Sir, our country early reached heights which it could not keep. Its fall was gentle, but complete. At the session of Congress immediately following the ratification of the Prohibition of Slavery in the national domain, a transfer of the territory now constituting Tennessee was accepted from North Carolina (2d April, 1790), loaded with the express proviso, "that no regulations made or to be made by Congress shall tend to emancipate slaves": a formal provision, which, while admitting the power of Congress over Slavery in the Territories, waived the prevailing policy of executing it. This was followed, in 1798, by the transfer from Georgia of the region between her present western limit and the Mississippi, under a similar condition.

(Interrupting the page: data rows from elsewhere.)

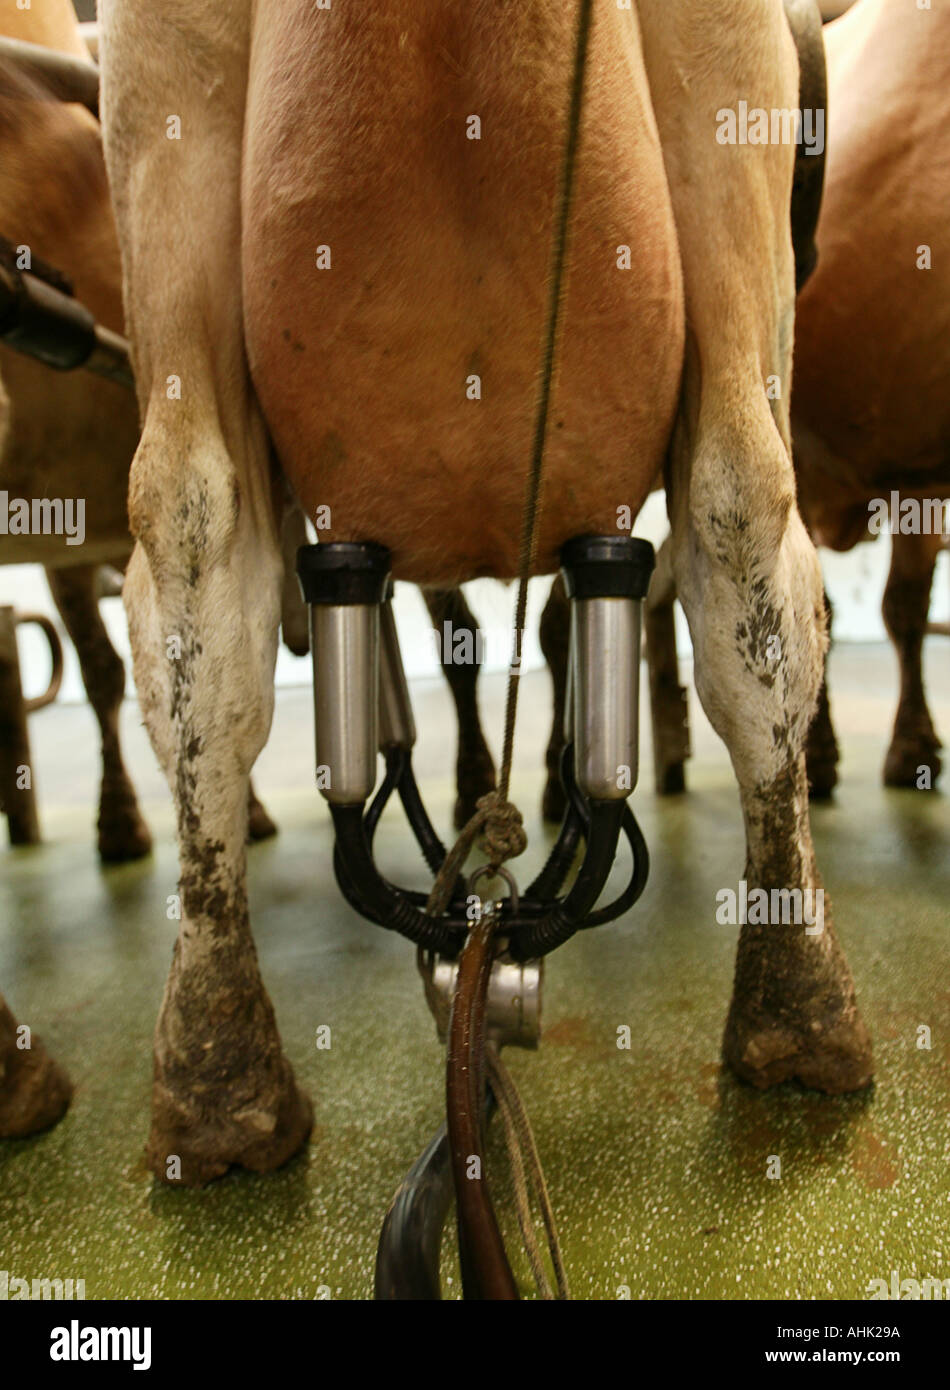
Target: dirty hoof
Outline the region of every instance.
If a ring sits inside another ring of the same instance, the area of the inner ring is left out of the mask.
[[[932,791],[943,770],[938,752],[940,747],[936,738],[926,735],[912,739],[895,738],[884,759],[884,785]],[[929,770],[929,776],[922,776],[925,768]]]
[[[683,763],[668,763],[656,770],[656,790],[659,796],[677,796],[686,790],[686,767]]]
[[[272,1172],[303,1148],[313,1107],[286,1058],[258,1094],[247,1094],[245,1085],[240,1091],[209,1094],[196,1084],[176,1093],[156,1079],[145,1161],[157,1178],[169,1187],[202,1187],[234,1165]]]
[[[548,780],[544,784],[544,794],[541,797],[541,814],[546,821],[560,825],[566,809],[567,794],[561,786],[561,779],[554,773],[548,773]]]
[[[34,1034],[17,1047],[17,1025],[0,1004],[0,1139],[25,1139],[62,1119],[73,1088]]]
[[[136,805],[123,800],[117,805],[103,802],[98,824],[99,858],[103,864],[127,864],[151,853],[152,835]]]
[[[827,1028],[746,1021],[732,1011],[722,1055],[737,1076],[763,1091],[799,1081],[836,1096],[863,1090],[874,1076],[871,1039],[856,1008]]]
[[[257,797],[253,797],[247,803],[248,844],[254,844],[256,840],[269,840],[272,835],[276,834],[277,826],[271,820]]]
[[[239,929],[184,957],[179,937],[155,1028],[148,1166],[183,1187],[232,1164],[279,1168],[306,1143],[313,1110],[281,1049],[250,935]]]

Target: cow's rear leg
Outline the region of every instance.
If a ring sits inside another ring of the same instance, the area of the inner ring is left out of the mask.
[[[750,900],[769,895],[765,920],[740,930],[723,1053],[756,1086],[849,1091],[871,1078],[870,1041],[815,864],[804,756],[824,652],[821,575],[782,441],[758,424],[700,438],[674,526],[697,690],[739,782],[743,877]]]
[[[261,496],[266,454],[255,480],[250,449],[236,465],[213,415],[196,412],[184,429],[163,415],[159,407],[146,418],[133,463],[139,543],[125,583],[181,872],[147,1157],[157,1176],[194,1185],[234,1163],[277,1167],[306,1139],[311,1110],[281,1052],[248,918],[250,770],[273,711],[280,613],[276,530]]]
[[[547,779],[541,798],[541,814],[545,820],[560,824],[567,804],[567,796],[561,784],[561,754],[564,751],[564,703],[571,648],[571,605],[560,574],[551,585],[551,592],[541,613],[539,637],[541,650],[551,673],[554,705],[551,737],[548,739],[544,755]]]
[[[802,920],[804,895],[814,909],[822,886],[804,748],[826,635],[791,464],[794,146],[720,144],[713,130],[714,113],[740,100],[794,109],[795,50],[778,0],[637,10],[689,324],[669,465],[677,592],[697,690],[739,783],[748,890],[786,890],[800,923],[783,925],[791,903],[776,913],[770,897],[772,925],[742,927],[724,1055],[758,1086],[797,1077],[847,1091],[871,1077],[868,1035],[829,903],[820,931]]]
[[[827,593],[825,614],[828,635],[834,621],[834,610]],[[838,740],[835,738],[834,724],[831,722],[831,701],[828,697],[828,653],[825,653],[821,671],[821,689],[818,692],[818,707],[808,729],[808,744],[805,750],[805,764],[808,768],[808,794],[813,801],[827,801],[838,784]]]
[[[254,783],[247,783],[247,840],[254,844],[258,840],[269,840],[277,834],[277,826],[271,819],[267,807],[259,800]]]
[[[689,705],[680,685],[676,657],[676,581],[669,536],[657,551],[656,569],[643,605],[650,715],[653,723],[653,776],[660,796],[686,790],[689,757]]]
[[[135,789],[119,746],[119,710],[125,694],[125,667],[106,632],[98,602],[95,565],[47,570],[46,578],[66,625],[102,739],[99,792],[99,854],[106,863],[140,859],[152,847]]]
[[[461,829],[475,814],[479,797],[495,785],[495,764],[478,715],[478,625],[461,589],[423,589],[432,625],[439,634],[439,655],[458,717],[455,764],[455,825]],[[448,626],[446,626],[448,625]],[[470,658],[470,659],[466,659]]]
[[[942,745],[927,708],[922,661],[940,546],[939,535],[892,537],[883,613],[900,661],[901,694],[884,761],[884,781],[889,787],[931,789],[943,766],[939,754]]]
[[[73,1088],[40,1039],[18,1024],[0,994],[0,1139],[54,1125]]]
[[[274,702],[280,486],[241,291],[249,0],[102,14],[106,159],[144,427],[124,597],[136,686],[175,800],[178,940],[155,1032],[147,1159],[171,1183],[275,1168],[311,1109],[248,918],[248,781]],[[181,139],[169,139],[169,122]]]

In both these cases apology may be found in the very terms of the transfer, and in the fact that the region constituted part of two States where Slavery actually existed,--though it will be confessed that even here there was a descent from that summit of Freedom on which the Nation had so proudly rested.

Without tracing this downward course through its successive stages, let me refer to facts which too palpably reveal the abyss that has been reached. Early in our history no man was disqualified for public office by reason of his opinions on this subject; and this condition continued for a long period. As late as 1820, John W. Taylor, Representative from New York, who pressed with so much energy, not merely the prohibition of Slavery in the Territories, but its restriction in the State of Missouri, was elected to the chair of Henry Clay, as Speaker of the other House. It is needless to add, that no determined supporter of the prohibition of Slavery in the Territories at this day could expect that eminent trust.... To such lowest deep has our Government descended!